Pero no sólo era eso. El Absinthe, un amargo licor verde que en verdad era un alucinógeno, era la bebida de la noche, ‘el hada verde’ que hacía que las mentes volaran y las noches parecieran eternas. Las cortesanas, mujeres que en la tradición de las geishas ejercían el oficio del sexo no a cambio de dinero sino de estatus social, eran asediadas por todos pero sólo visitadas por políticos, duques y monarcas acezantes. Las bailarinas eran verdaderas celebridades. Y los artistas, contaminados por la felicidad del pueblo, escribían y pintaban en las primeras filas del teatro.

Henri de Toulouse-Lautrec, el pintor que se haría famoso por sus piernas de enano, sus inexplicables conquistas femeninas, su asiduidad al Moulin Rouge y esos estupendos dibujos que anticipaban la llegada de la cultura pop, inmortalizó, desde esas primeras filas, con la copa en una mano y el lápiz en la otra, a bailarinas como la Glotona, la Rejilla de Alcantarilla, la Momia de Queso, el Rayo de Oro y Nini Patas al Aire, y a artistas como Valentín el Deshuesado, el Pedorro o Jane Avril.

Sobre ellos, sobre los artistas, las bailarinas, los negociantes, las cortesanas y los duques, es la nueva versión cinematográfica de los años de gloria del Moulin Rouge.
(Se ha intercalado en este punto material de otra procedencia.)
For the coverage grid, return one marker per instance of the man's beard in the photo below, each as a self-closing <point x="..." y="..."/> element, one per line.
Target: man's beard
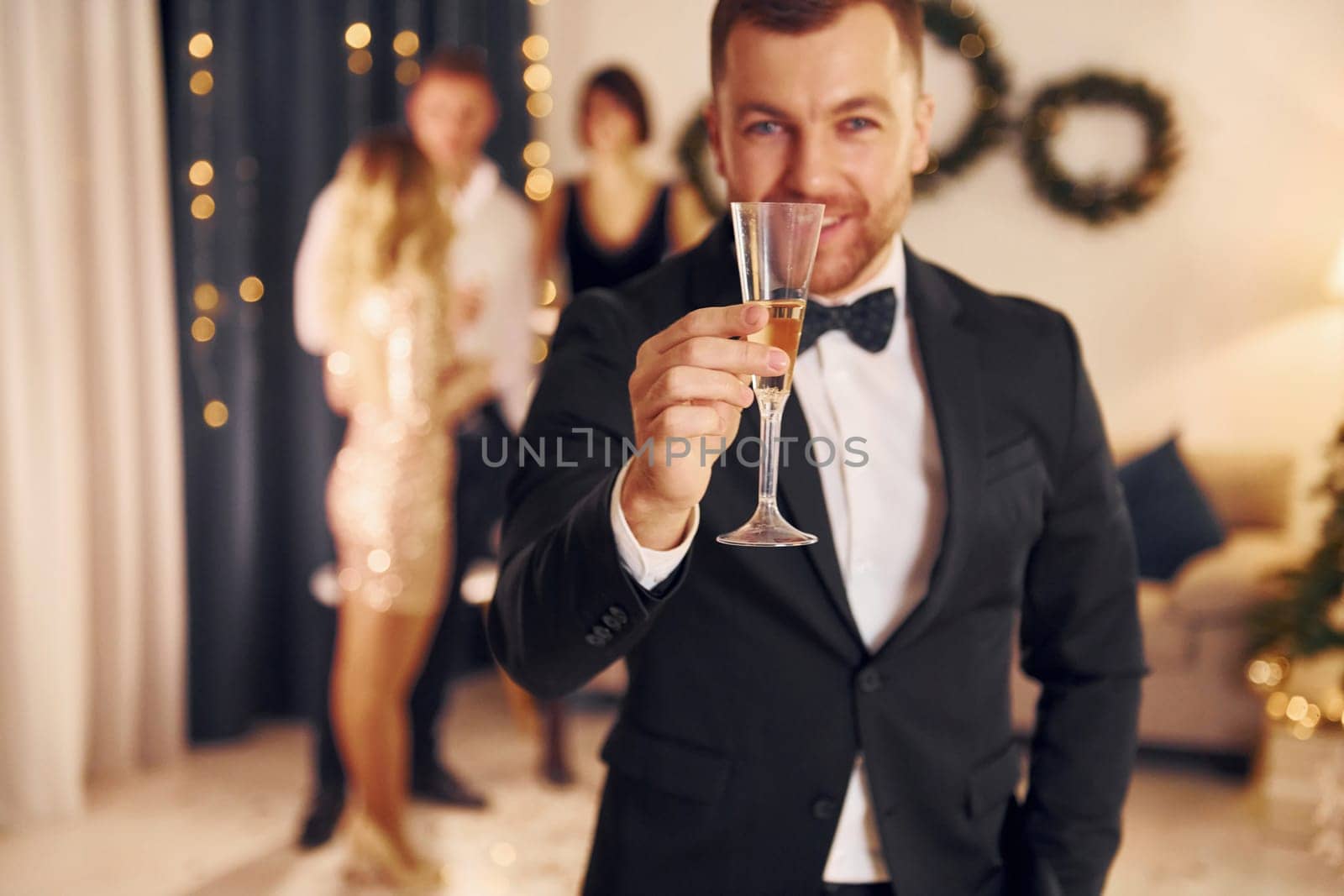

El cabaret, el cancán y la bohemia ya habían sido llevados al cine por directores como John Houston y Walter Lang, pero nunca antes se había dedicado toda una película a reconstruir las sensaciones que se vivían en la pista de baile y en el auditorio y a traducir toda esa época, con su locura y su velocidad, al lenguaje de hoy.

Ver la película de Baz Luhrmann es como estar en el cabaret. Como ser testigo de los últimos días de un templo a “la verdad, la belleza, la libertad y el amor” que pronto, en un par de años, con el desastre de las guerras, los incendios, los repetidos cambios de dueño y las crisis económicas, y más tarde con la llegada del cine, la televisión e Internet, sucesivamente se convertirá en un teatro concierto, un bar inofensivo, un music hall americano y una sala de cine.

La presencia de artistas como Mistinguett, Joséphine Baker y Maurice Chevalier alimentarán el espejismo. Los turistas irán y harán reservaciones. Adentro venderán relojes, afiches, perfumes, llaveros y camisetas. Y habrá que pagar 150 dólares sólo para sentarse en una de sus mesas.